Standings: Balt 82-47, Det 69-59, Minn 69-63, Clev 68-63, Chi 68-64, Cal 66-64, Wash 61-73, NY 59-72, KC 57-75, Bos 58-77
PLAYER OF THE WEEK
When Left-hander Jim Kaat of the Twins held the White Sox to just three singles and beat them 1-0 last week, he became the first 20-game winner in the American League this season. Until then, few people had paid much attention to Kaat. Nobody has ever paid much attention to him, something that was evident after the second game of last year's World Series when most of the talk centered around losing Pitcher Sandy Koufax rather than around winning Pitcher Kaat, who had given only seven singles in a 5-1 victory. In fact, in the fifth inning of Kaat's 20th win, Owner Calvin Griffith of the Twins left to catch a plane. Anonymity comes easily to Kaat.
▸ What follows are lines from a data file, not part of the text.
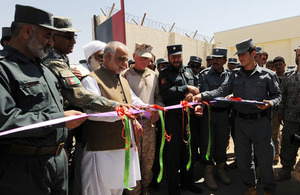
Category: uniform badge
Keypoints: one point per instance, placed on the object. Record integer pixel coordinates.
(72, 80)
(163, 81)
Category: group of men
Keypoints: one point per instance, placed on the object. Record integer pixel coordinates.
(37, 84)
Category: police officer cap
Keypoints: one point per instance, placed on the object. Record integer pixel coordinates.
(6, 32)
(258, 50)
(195, 59)
(131, 62)
(297, 50)
(232, 61)
(243, 46)
(64, 24)
(32, 15)
(174, 49)
(161, 61)
(208, 57)
(219, 52)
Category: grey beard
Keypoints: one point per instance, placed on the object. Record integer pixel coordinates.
(94, 63)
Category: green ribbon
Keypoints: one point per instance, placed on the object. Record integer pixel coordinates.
(127, 152)
(161, 146)
(209, 134)
(189, 136)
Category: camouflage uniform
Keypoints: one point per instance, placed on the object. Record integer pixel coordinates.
(145, 86)
(72, 90)
(290, 108)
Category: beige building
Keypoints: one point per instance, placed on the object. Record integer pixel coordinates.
(159, 40)
(277, 38)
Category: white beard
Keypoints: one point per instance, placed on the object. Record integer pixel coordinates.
(94, 63)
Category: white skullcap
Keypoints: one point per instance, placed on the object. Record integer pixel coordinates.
(92, 47)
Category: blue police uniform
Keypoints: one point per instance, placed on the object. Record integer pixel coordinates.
(211, 80)
(252, 125)
(173, 87)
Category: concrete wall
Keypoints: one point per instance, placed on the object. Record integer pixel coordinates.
(159, 40)
(277, 38)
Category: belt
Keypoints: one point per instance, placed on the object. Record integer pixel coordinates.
(18, 149)
(253, 115)
(218, 109)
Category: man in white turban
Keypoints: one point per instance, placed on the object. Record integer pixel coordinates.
(93, 52)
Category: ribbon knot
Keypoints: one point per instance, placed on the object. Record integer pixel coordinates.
(123, 111)
(185, 105)
(235, 99)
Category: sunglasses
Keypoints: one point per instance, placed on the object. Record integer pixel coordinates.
(194, 66)
(69, 37)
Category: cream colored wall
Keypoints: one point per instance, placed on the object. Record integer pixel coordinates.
(277, 38)
(159, 40)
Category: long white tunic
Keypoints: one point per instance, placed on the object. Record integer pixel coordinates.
(108, 166)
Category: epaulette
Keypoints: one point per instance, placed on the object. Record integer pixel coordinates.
(164, 68)
(289, 71)
(205, 70)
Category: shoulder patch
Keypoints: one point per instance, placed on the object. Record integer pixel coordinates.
(163, 81)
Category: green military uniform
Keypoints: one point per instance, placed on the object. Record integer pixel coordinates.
(72, 90)
(290, 108)
(29, 94)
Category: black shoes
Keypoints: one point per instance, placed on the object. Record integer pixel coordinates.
(192, 188)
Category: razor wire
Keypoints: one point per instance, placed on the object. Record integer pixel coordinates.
(129, 18)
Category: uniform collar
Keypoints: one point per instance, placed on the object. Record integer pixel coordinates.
(15, 53)
(212, 71)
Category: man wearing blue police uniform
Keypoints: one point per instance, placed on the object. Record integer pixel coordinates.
(32, 161)
(210, 79)
(252, 123)
(177, 83)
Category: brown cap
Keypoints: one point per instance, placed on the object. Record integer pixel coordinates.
(143, 50)
(64, 24)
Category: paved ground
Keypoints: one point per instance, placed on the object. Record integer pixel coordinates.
(291, 187)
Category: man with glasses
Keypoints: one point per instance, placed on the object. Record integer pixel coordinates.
(74, 94)
(195, 64)
(264, 57)
(177, 83)
(33, 161)
(210, 79)
(93, 52)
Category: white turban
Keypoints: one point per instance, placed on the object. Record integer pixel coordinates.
(92, 47)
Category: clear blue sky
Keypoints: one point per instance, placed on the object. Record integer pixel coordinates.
(205, 16)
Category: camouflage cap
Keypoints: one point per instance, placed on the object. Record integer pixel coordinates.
(6, 32)
(232, 61)
(219, 52)
(243, 46)
(258, 50)
(143, 50)
(32, 15)
(161, 60)
(64, 24)
(174, 49)
(195, 59)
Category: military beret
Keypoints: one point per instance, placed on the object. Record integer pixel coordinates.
(64, 24)
(174, 49)
(143, 50)
(219, 52)
(32, 15)
(243, 46)
(161, 60)
(209, 57)
(232, 61)
(195, 59)
(6, 32)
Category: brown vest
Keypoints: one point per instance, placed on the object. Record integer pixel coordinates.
(99, 135)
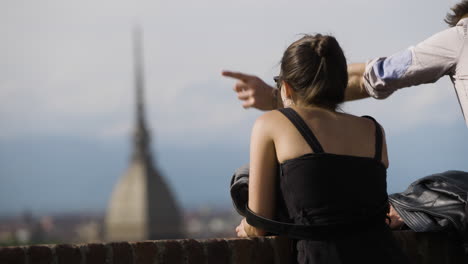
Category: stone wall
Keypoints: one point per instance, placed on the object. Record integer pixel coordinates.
(420, 247)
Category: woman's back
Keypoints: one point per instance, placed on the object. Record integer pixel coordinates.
(342, 193)
(338, 133)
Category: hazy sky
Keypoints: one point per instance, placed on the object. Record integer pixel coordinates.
(66, 109)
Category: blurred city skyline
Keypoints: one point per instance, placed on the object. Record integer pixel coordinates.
(66, 86)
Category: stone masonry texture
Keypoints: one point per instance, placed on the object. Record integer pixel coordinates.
(427, 248)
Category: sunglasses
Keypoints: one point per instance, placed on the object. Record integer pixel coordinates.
(277, 80)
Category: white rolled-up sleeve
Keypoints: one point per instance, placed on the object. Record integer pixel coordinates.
(424, 63)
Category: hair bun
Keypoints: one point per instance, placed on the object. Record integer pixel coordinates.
(323, 46)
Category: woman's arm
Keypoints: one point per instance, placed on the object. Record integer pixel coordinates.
(263, 172)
Hardly anyone recalls that he won 18 games in 1962, 17 in 1964 and 18 again last season. Or that now, at the age of 27, he has amassed 93 big league wins. One of the few times anyone has noticed Kaat's pitching was years ago when his father caught him ducking out on lawn-mowing chores to play ball. "You can't make a living playing ball," said the elder Kaat. "You have to learn to work." Jim played ball, but he compromised by becoming a hard-working ballplayer. He worked to overcome a bad habit he had of pitching across his body; he worked hard on his control; he worked to develop a pitch he calls his "slurve," which is part slider, part curve. Now, with a 20-victory season, 24‚Öî consecutive scoreless innings and a 2.78 ERA, maybe people will finally begin to notice Jim Kaat.